Lesart
Kijima Hajime* 1928† 2004

Seit ich geboren bin ...

Bin ich unaufhörlich gelaufen, ich meine,
immer habe ich diese Trommel von einer Erde mit meinen beiden Beinen geschlagen.

Wie viel Laut hat dieses Trommeln gemacht?

Seit ich geboren wurde, bin ich am Atmen
ohne Aufhören , und das heißt, durch
meinen Mund und meine Nase, geht

und kommt etwas vom Himmel.

Wie viel reinen Raum hab ich geatmet, seit ich geboren bin?

Trommel und Balg

Das Gedicht ist nicht Haiku noch Tanka, es ist nicht in verwandten Formen geschrieben, die wir sogleich als Japanisch identifizieren könnten.  Es sind zwei Vierzeiler, eine vertraute einfache Form, die es dem Autor erlaubte, mit Dichterkollegen in mehreren Sprachen zu interagieren.

Keine Interpretation, nur ein laufender Kommentar: Der Laut, das Laute des Laufens, der unablässige Gang des Lebensverlaufs  sind der Puls des Lebens. Das Lauten der Sprache ist, wie das Geräusch auf dem Boden, vergänglich, das Ende der Laute, die der Gang macht.  Das Trommeln der Beine, der Füße auf dem Boden, hat Staub aufgewirbelt, der laute Trommelwirbel weckt auf, weckt Aufmerksamkeit, den Laut, der aufhören wird.

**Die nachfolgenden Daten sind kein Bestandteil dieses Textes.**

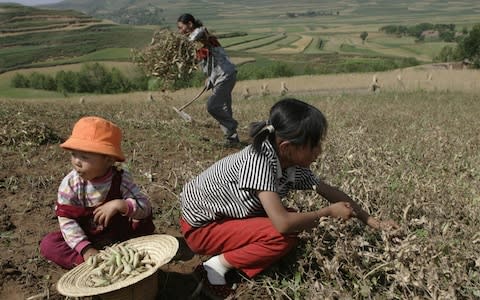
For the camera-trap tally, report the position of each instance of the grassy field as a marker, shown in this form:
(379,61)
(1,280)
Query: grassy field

Ununterbrochenes Atmen, so automatisch wie der Puls und das laute Setzen der Füße auf den Boden, ist, bei Leben, unaufhörlich.  Das Atmen nimmt und gibt zurück durch die Lautungswege der menschlichen Sprache. Das Atmen beim Laufen auf der Erde nimmt vom Himmel und gibt ihm, gibt von meinem Atem, von mir, an ihn weiter, in unserer Lebensbeziehung.  „Wie viel reinen Raum hab ich geatmet, seit ich, in dauerndem Lauf, geboren bin?“   Habe ich den Raum in mich aufgenommen und, ausatmend, gemacht?  Gewiss, du, ich in unserer vergänglichen Atemwelt, unserer geatmeten Welt, solange die Luft, die gute Luft (Günter Eich) noch geatmet werden kann). Schreibt Kijima neue, originelle Gedanken auf?  Wohl nicht. Man denkt an die zahlreichen deutschsprachigen „Atemgedichte“ und ist längst mit Faust „durch die Welt gerannt“.  Neu, falls das ein Kriterium ist, erscheint mir die Leichtigkeit des Sprechens, das feine Zusammenweben von Aspekten.
Dies ist schon beinahe zuviel gesagt, hat vielleicht bereits das kleine Gedicht zu Boden getrampelt, im Netz der Paraphrase gefangen und erstickt.  Aber ich möchte sacht für Kijima Hajime trommeln, der uns, nie schwer atmend, leicht belehrend unterhält.

Kijima Hajime (1928-2004) ist einer der bekanntesten und eigenwilligsten Dichter Japans. Von seinen zahlreichen Büchern sind mehrere ins Englische übersetzt , darunter Cracking Eggs - 123 Quatrains (1994) und Little White Hen (1969), wenige Einzeltexte auch ins Deutsche. Kijima war zudem ein angesehener Illustrator und Zeichner, dessen Bilder und Kollagen, wie seine Gedichte, zu zeitgenössischen Klassikern werden.

Kijima Hajime, "Since I was Born . . ." in: Responses  Magnetic. Übers. ins Englische von Kijima Hajime u. Larry Lavis u.a. Honolulu: Katydid Books - University of Hawaii Press, 1966.